Entity storage decomposition and decoration
- entity body: maintains the primary key. Hierarchical placement, a set of entity locales and a set of all available associated data keys
- global attributes: identified by the entity primary key. It contains the locale agnostic key-value tuples of all entity global attributes
- localized attributes: identified by the entity primary key and a locale. It contains locale specific key-value tuples of attributes for single locale (there as many storage parts of this type as entity locales)
- associated data: identified by entity primary key and the associated data key (associated data name with optional locale). It contains the value of a single piece of associated data
- prices: identified by the entity primary key. It contains an entity price inner record handling value and all price records of the entity
- references and reference attributes: identified by the entity primary key. It contains the data about all the entity references (reference name, referenced entity primary key, referenced group primary key and all attributes specific for this reference).

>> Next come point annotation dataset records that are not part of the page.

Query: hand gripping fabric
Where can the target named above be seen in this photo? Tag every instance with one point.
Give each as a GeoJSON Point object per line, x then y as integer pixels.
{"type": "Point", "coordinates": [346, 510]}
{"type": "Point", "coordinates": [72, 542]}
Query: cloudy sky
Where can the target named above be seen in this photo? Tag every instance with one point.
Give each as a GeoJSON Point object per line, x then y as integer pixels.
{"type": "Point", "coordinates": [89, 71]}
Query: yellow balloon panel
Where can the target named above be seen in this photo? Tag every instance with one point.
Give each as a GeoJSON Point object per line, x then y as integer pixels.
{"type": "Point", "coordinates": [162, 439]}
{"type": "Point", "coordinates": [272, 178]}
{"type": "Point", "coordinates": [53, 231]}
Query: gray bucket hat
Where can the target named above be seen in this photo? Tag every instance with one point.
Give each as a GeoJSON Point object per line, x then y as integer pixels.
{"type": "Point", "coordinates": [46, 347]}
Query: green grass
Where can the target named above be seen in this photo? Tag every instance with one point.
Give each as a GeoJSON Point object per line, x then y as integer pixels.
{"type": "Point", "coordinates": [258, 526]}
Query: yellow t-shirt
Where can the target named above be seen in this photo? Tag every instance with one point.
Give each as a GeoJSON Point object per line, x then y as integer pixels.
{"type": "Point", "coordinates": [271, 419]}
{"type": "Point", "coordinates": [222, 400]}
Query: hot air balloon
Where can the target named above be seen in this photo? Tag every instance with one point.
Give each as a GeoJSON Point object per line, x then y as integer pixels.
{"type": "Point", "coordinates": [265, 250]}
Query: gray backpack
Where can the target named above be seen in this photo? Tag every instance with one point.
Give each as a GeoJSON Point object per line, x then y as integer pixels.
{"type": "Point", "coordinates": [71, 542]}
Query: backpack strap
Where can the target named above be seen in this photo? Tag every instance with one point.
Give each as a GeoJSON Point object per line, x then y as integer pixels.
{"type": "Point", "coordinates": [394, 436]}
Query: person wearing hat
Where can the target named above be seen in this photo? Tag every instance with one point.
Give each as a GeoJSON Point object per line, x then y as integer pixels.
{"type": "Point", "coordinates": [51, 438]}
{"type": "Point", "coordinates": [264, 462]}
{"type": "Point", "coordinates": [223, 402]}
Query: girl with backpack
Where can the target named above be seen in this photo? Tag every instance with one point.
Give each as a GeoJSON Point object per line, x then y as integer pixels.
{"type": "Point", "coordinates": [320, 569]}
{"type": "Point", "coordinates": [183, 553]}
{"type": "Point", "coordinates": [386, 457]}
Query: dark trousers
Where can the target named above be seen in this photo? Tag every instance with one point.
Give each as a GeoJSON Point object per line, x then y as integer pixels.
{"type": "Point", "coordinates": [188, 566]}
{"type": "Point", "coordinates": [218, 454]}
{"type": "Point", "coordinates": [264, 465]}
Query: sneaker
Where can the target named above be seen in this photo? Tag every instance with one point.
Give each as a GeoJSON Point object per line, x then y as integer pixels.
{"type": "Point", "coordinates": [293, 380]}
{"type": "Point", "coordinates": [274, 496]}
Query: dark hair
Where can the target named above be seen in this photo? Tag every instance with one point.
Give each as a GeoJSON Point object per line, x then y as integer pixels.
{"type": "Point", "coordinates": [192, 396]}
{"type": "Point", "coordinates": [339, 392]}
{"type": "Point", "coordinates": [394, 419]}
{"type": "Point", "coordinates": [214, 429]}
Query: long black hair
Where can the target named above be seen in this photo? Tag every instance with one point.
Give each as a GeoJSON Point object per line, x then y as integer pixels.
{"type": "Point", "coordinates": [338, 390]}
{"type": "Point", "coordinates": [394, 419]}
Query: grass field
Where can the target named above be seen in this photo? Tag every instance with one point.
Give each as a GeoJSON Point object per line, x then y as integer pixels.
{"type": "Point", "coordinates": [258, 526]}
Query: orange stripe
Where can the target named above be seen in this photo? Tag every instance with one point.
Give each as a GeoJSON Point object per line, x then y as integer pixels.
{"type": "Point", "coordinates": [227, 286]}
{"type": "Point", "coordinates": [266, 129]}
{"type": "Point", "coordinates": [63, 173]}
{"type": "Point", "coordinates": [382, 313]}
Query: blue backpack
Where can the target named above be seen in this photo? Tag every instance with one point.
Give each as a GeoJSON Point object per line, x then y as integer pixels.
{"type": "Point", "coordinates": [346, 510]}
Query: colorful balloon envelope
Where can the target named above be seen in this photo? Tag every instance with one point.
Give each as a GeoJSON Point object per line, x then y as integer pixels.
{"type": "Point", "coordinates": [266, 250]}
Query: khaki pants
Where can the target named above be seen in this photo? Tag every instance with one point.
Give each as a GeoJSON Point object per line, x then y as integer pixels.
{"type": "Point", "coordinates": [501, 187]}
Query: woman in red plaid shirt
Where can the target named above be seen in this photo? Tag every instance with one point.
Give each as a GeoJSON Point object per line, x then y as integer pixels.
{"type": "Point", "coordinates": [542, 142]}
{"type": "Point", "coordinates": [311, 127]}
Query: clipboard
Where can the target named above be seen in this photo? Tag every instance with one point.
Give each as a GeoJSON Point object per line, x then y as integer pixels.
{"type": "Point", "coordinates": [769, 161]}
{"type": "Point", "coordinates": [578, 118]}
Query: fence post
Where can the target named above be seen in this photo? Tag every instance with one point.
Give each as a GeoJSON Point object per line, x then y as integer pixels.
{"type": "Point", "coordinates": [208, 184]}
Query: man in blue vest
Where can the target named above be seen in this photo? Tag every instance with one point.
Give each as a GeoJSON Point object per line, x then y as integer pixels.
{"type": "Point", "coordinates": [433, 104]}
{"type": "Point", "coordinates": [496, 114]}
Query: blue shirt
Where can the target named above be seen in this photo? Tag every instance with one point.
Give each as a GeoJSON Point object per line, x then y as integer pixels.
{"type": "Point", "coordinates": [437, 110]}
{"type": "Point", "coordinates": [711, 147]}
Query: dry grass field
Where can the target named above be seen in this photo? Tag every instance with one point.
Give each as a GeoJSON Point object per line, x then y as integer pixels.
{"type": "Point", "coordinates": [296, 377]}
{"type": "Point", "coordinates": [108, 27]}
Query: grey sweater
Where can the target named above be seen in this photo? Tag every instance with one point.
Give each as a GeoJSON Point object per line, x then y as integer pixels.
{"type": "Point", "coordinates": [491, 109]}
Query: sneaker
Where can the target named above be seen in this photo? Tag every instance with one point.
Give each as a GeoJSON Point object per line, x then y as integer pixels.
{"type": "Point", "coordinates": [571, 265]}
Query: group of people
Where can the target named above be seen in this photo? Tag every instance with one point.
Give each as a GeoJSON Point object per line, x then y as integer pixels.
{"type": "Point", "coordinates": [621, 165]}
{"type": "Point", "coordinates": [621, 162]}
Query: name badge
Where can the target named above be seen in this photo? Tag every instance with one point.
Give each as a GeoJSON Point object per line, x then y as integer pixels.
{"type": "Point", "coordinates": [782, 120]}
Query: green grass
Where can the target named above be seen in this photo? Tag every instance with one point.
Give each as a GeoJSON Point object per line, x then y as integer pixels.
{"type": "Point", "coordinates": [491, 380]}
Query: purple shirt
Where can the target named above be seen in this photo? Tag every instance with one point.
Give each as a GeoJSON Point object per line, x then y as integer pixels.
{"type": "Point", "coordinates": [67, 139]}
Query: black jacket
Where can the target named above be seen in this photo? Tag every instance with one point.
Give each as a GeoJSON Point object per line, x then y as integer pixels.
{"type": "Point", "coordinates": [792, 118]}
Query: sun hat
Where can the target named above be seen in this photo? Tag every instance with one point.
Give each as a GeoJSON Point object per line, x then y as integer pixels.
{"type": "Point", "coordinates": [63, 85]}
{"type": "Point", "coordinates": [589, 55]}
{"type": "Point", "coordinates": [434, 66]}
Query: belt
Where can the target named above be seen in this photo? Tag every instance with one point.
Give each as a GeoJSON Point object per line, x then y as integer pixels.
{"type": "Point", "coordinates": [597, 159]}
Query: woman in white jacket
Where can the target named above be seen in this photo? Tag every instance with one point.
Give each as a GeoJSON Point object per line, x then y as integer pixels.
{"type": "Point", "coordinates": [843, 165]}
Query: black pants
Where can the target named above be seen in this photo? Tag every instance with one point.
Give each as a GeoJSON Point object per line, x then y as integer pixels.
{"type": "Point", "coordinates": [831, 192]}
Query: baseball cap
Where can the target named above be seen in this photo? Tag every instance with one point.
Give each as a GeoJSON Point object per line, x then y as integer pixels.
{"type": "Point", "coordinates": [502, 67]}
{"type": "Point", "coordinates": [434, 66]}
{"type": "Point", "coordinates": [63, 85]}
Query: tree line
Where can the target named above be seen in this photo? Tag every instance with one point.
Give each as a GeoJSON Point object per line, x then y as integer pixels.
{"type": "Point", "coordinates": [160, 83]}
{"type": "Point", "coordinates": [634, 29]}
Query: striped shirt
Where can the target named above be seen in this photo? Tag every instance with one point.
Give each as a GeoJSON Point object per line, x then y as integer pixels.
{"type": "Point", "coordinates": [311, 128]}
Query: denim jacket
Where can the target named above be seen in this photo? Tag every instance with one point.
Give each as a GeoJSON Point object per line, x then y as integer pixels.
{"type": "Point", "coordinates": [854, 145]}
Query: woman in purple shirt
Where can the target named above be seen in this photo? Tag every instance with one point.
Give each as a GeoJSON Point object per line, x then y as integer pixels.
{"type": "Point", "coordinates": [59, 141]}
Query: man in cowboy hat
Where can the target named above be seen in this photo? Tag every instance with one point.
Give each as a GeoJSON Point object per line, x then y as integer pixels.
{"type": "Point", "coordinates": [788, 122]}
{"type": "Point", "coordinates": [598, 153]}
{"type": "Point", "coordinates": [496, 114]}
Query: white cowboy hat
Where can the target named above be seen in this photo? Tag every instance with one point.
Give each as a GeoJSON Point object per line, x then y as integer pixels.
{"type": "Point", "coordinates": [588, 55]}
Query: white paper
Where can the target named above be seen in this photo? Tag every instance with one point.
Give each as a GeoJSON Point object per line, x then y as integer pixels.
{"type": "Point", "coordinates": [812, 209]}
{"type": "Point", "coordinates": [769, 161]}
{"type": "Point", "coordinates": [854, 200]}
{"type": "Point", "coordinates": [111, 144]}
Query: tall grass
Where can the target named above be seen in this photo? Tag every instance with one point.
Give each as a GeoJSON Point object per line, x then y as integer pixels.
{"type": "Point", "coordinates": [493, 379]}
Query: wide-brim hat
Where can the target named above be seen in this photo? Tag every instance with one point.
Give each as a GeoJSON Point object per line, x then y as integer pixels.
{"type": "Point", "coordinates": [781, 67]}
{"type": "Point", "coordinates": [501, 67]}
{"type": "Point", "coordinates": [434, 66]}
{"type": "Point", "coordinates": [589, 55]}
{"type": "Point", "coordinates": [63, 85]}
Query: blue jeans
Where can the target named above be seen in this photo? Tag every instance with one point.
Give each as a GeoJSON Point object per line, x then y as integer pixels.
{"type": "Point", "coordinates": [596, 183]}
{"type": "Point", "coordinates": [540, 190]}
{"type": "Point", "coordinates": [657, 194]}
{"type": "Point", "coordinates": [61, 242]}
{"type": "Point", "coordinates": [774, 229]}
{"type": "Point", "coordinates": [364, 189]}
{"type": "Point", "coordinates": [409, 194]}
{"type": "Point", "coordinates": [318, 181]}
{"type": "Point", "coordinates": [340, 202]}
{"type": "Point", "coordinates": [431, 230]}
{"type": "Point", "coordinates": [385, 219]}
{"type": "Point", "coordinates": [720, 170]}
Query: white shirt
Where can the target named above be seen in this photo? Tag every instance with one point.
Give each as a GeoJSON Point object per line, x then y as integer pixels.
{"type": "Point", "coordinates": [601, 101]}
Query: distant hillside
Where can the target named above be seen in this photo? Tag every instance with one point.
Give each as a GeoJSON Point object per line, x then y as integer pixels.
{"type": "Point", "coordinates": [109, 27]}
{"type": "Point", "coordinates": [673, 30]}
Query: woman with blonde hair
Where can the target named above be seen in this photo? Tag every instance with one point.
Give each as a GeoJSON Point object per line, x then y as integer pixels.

Entities might be read and transformed to a full entity or left in a storage related "binary" form. The gRPC protocol and Java driver uses an "experimental mode", where the unparsed binary entity parts are transported through the gRPC protocol directly to the client that uses the same Kryo deserializers to reconstruct the entity to a form it could work with. This approach could be used only if the client is Java based, since it could reuse our Kryo deserializers implementations (Kryo is not portable easily to other platforms). On the other hand, this allows bypassing several transformation steps, and we hope it brings some performance gains. This needs to be tested and measured first.
Phase: extra results computation (optional)
Cache
Cache is one of the key components of evitaDB. Cache provides a common API to cache results of many of the expensive operations using common concepts and an API. Making all internal data structures immutable allows us to effectively determine whether the cached result can be used as a result of our computation or not, because the data has changed.
Cacheable elements
The following data structures are subject to caching:
Formula calculation results
We can say that any part of the formula calculation tree is defined by its structure, the set of constants from the input query and the set of transactional ids that are associated with the bitmaps at the tree leaves (either directly or transitively). This fact allows us to compute a single hash number that is computed recursively from the formula node, while taking into account:
- the formula type (class)
- the child formula hashes
- the transactional ids of referenced bitmaps from indexes
By applying the above rules, we can compute a single long number that uniquely identifies each formula in the tree even before its output is calculated at impressive speeds.
Extra results
The hash of the computer instance is computed from:
- the computer type (class)
- the constants from require constraint
- the transactional ids of referenced bitmaps from indexes
- the hash of the referenced formula or its part
Entities
The cache can also hold entity bodies that are frequently fetched from the disk storage. The problem with the entity is that it is composed of multiple "storage parts", which can be modified and fetched separately. Multiple readers may read different parts of the entity with different query parameters, and that means that the returned entity is expected to contain a different structure for each one of the clients.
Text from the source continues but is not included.